Rain Man est typiquement le genre de titre à côté duquel je serais passée si je n’avais pas lu à plusieurs reprises des critiques enthousiastes sur le web. Il a le double handicap d’être publié chez Panini et d’avoir une couverture peu affriolante ce qui m’avait refroidie d’emblée. Pourtant, c’est un titre de SF à l’ambiance cinématographique très prenante, faite de mystères et d’anticipation comme j’aime.

L’auteur, Yukinobu Hoshino, est connu chez nous pour être l’auteur du manga le plus cher publié en France : 2001 Nights Stories, paru en 2012 chez Glénat pour la modique somme de 99€ ! On l’avait déjà découvert en 1996 chez Casterman avec Trou Bleu, terminé en 2 volumes. Deux titres de science-fiction également à côté desquels je regrette d’être passée, surtout le premier.

Dans le titre présent, Rain Man, qui a été publié entre 2015 et 2018 au Japon, il nous réembarque dans une histoire d’anticipation originale mêlant parapsychologie, mythes et légendes, et sciences. Nous suivons un jeune garçon à la chevelure entièrement blanche qui vient de perdre sa mère et qui est forcé de bosser dans un drôle de labo étudiant les phénomènes paranormaux. Au cours d’une enquête sur le terrain, il découvre qu’il a un frère jumeau qui se suicide alors brusquement sous ses yeux. C’est l’élément déclencheur à toute une chaîne d’événement qui vont venir faire basculer sa vie et ses croyances en la science, l’être humain, etc.
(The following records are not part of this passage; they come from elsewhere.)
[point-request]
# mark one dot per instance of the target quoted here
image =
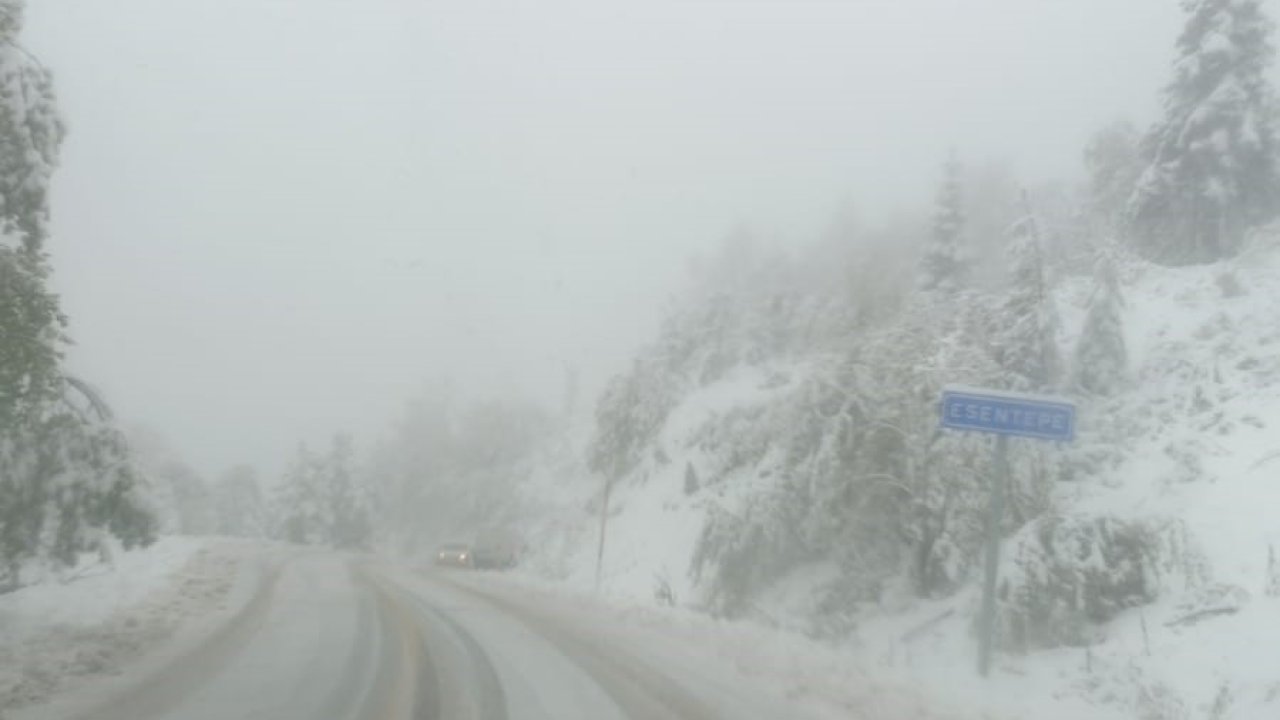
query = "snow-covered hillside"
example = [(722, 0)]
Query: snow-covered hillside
[(1152, 556)]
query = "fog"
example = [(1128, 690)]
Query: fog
[(275, 219)]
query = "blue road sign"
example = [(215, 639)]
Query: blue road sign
[(1009, 414)]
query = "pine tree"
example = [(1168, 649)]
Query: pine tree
[(240, 505), (1025, 337), (1212, 159), (1101, 358), (347, 506), (944, 267), (67, 481), (1114, 163)]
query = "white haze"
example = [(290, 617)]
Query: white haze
[(277, 218)]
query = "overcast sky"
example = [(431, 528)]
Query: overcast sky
[(277, 218)]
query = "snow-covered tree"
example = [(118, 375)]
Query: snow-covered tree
[(1024, 337), (1212, 159), (240, 505), (67, 482), (347, 501), (1114, 165), (320, 501), (944, 267), (1101, 359)]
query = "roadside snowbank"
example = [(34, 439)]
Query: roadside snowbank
[(818, 680), (59, 638)]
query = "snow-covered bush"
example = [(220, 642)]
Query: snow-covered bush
[(1065, 575)]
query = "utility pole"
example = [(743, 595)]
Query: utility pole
[(604, 520)]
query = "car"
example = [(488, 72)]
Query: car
[(456, 555)]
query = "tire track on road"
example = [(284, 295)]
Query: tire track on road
[(165, 689)]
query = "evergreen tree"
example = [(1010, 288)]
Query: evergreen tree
[(298, 516), (1101, 358), (240, 505), (347, 506), (1114, 163), (1025, 333), (67, 482), (319, 501), (1212, 159), (944, 265)]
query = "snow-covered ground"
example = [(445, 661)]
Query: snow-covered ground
[(1189, 447), (108, 623), (816, 679)]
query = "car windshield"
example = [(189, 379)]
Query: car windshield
[(764, 359)]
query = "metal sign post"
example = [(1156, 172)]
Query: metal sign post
[(1002, 414)]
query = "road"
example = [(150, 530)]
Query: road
[(330, 637)]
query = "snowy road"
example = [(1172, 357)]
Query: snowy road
[(334, 638)]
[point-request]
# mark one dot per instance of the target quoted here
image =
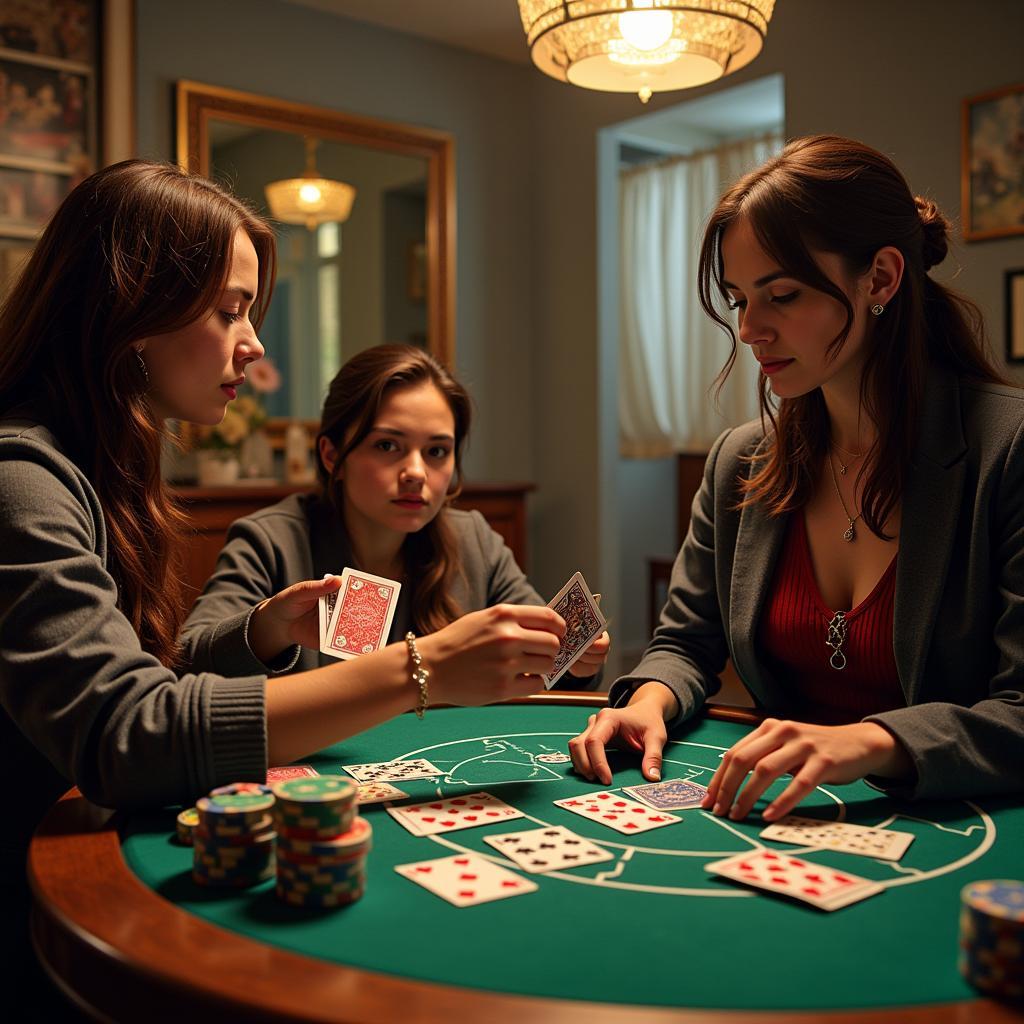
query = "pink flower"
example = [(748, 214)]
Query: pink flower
[(262, 376)]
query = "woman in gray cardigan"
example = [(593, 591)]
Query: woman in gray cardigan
[(859, 552), (393, 427), (140, 303)]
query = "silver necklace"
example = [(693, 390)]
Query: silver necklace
[(849, 534)]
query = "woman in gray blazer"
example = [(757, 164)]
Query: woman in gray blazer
[(859, 551), (393, 427)]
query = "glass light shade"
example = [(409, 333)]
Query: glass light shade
[(643, 46), (309, 201)]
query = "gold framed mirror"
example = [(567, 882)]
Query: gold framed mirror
[(386, 273)]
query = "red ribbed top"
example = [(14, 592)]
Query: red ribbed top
[(792, 638)]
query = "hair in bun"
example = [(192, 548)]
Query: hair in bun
[(935, 232)]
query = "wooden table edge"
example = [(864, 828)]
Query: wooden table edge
[(115, 962)]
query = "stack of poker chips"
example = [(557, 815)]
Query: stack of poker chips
[(991, 942), (232, 845), (322, 845), (186, 824)]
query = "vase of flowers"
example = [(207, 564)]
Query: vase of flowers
[(238, 445)]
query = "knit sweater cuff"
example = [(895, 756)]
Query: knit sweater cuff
[(238, 729)]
J’ai d’emblée trouvé Rain Man intéressant parce qu’il nous embarque dès les premières pages – en couleur ! – dans une ambiance très cinématographique un brin inquiétante qui mélange une SF très contemporaine, la science et les films catastrophes. Avec un découpage simple et sans fioriture, Yukinobu Hoshino développe au fil des pages un scénario froidement efficace faisant monter angoisse et tension autour d’une série de mystères qui prennent pied autour du héros, Taki. Le dessin très typé seinen contribue beaucoup à cette ambiance, rappelant un peu celui d’Iwaaki Hitoshi dans Parasite. Il est froid, précis, détaillé et très réaliste.

L’histoire se développe en prenant son temps. Je n’avais pas lu le résumé avant de commencer et je ne savais pas dans quoi je m’embarquer. J’ai donc été assez surprise par les révélations qui sont tombées. Le premier chapitre est intriguant. Le deuxième marque un peu le pas. Heureusement cela repart de plus belle ensuite, l’auteur mêlant la vaste intrigue qui va entourer Taki à celles plus courtes ayant un lien avec le travail du labo où il évolue. Dans ce tome, il est donc régulièrement question de phénomènes paranormaux : fantômes, manifestations télékinésiques, électriques ou autres, ce qui forcément appâte bien le lecteur. La dernière histoire avec les drôles de phénomènes dans la cité de Hitsujigayama est particulièrement bien écrite par exemple. Partant d’un présupposé, on nous emmène sur quelque chose de complètement différent en utilisant et détournant ce que l’on sait à la fois de la science et des phénomènes paranormaux. C’est très bien joué.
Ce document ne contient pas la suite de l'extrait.